6. A pharmaceutical composition for optogenetic anti-inflammatory effects according to claim 1, characterized in that the composition is prepared in any one formulation selected from capsules, powders, granules, tablets, suspensions, emulsions, syrups, and aerosols.
7. A method for suppressing inflammation through optogenetic stimulation, comprising the steps of: injecting a pharmaceutical composition of any one of claims 1, 3 to 6 into an individual other than a human; and irradiating with photostimulation.
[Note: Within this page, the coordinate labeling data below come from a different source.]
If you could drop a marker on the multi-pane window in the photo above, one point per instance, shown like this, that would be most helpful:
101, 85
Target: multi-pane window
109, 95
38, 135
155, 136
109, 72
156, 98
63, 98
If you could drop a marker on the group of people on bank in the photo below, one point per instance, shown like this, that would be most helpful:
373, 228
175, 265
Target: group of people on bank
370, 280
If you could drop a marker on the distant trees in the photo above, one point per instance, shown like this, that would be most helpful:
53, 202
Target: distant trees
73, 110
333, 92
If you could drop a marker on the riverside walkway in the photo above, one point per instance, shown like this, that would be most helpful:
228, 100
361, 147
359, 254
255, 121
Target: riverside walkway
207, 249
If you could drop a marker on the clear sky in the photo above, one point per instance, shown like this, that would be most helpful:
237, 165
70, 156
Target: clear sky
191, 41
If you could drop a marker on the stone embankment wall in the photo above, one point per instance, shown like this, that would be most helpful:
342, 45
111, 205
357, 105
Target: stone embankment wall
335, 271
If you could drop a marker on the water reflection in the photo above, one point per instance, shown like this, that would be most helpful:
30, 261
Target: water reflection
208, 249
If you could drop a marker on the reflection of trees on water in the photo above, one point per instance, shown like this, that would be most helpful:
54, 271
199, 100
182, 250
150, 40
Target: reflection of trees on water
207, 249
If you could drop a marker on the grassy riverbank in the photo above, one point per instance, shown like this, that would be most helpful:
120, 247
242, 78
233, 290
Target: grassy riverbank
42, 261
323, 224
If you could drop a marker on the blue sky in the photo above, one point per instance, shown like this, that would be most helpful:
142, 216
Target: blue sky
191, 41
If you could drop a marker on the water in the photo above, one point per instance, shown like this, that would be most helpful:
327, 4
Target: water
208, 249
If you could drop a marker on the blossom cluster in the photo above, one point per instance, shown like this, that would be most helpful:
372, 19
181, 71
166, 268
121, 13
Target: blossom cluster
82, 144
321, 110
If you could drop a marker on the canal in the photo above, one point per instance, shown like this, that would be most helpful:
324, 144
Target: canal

8. A medical device for optogenetic anti-inflammatory use of a pharmaceutical composition according to any one of claims 1, 3 to 6.
9. A veterinary composition for optogenetic anti-inflammatory treatment containing nanoparticles as an active ingredient, comprising: a vector containing a polynucleotide encoding a CIBN (truncated version of cryptochrome-interacting basic-helix-loop-helix 1)-NLRP3 (nod-like receptor protein 3) fusion protein consisting of the amino acid sequence of SEQ ID NO. 1; and a vector containing a polynucleotide encoding a CRY2 (cryptochrome 2) protein or a variant thereof.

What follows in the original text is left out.